To use this thermometer you simply dip it in the water, mash or beer, and it very rapidly will give you a temperature reading. At high temperature, I found it worked very quickly – usually settling on a temperature within a second or two. At room temperature it took a bit longer to reach a final temperature, but still gave accurate readings within a few seconds.

This unit also did not have any trouble reading mash temperatures or the temperature of any liquid – just dip it in the liquid and you get an accurate temperature reading. I also like the fact that it is waterproof and came with a nice cover and wrist strap so you can keep it handy while brewing.


Blichmann Brewvision Bluetooth Thermometer

The final digital thermometer I got to play with was the Blichmann Brewvision thermometer. While I don’t own one of these yet, I have been able to see them in action both at Homebrewcon and also another BYO event, as well as play with it as a standalone device. The Brewvision is a kettle thermometer intended to be mounted through a hole in your brew kettles as a direct replacement for the popular dial thermometers used on most kettles and mash tuns. The accuracy of the device is +/- 0.5F (0.25 C). The Brewvision does have a unique feature set in that its bluetooth transceiver connects directly to your iPhone or iPad which lets you monitor and record temperatures (within about 30 feet/10 m if no obstructions). While certainly more expensive (around $99) than a handheld thermometer, I like the flexibility it offers, particularly for monitoring and recording mash temperatures.

As every all grain brewer knows, there are considerable waiting periods when mashing – either waiting to achieve your strike temperature or waiting for the mash to complete. Being able to monitor the kettle from across the room on my phone frees me up for other tasks like cleaning, sanitizing or relaxing.

Since the Brewvision software also lets you import your BeerSmith recipes directly from the BeerSmith cloud, you can easily record and track progress of the mash or boil remotely. Overall a pretty neat solution to ease what could be a long all grain brew day.


So what do I recommend? Having broken more than my fair share of glass thermometers, I’ve basically given up on them. My current brewing setup has a set of conventional (analog) kettle thermometers on it which are accurate enough for basic brewing work, and I also have an electric controller (Tower of Power) that monitors temperature on my system when recirculating.
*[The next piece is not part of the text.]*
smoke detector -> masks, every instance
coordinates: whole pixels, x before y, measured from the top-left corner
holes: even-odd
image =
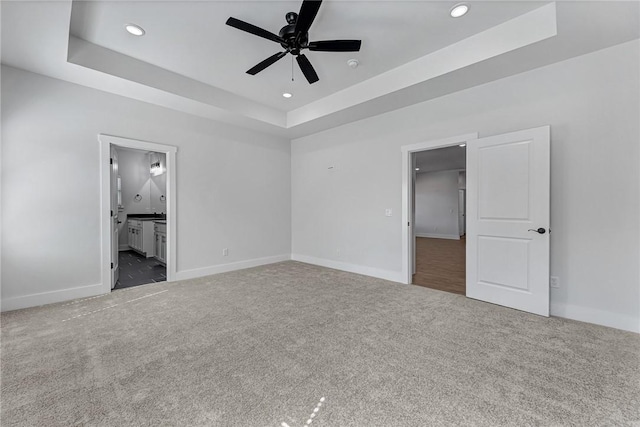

I supplement my analog thermometers with a digital cooking thermometer (Amazon link). The reason I do this is that the analog scale is only accurate to a degree or two F, and also you need a reference point to calibrate the kettle thermometers against. The digital thermometer provides that steady reference point so I can make sure the thermometers on the kettle are giving me the right answer. This style of thermometer would also be suitable for those brewing without kettle thermometers, as it is fast and accurate to use.

I am seriously considering a BrewVision thermometer for my mash kettle. That would let me monitor the temperatures on my iPhone from nearby work areas and give me more flexibility during brew day instead of worrying about watching the kettle thermometer while I brew.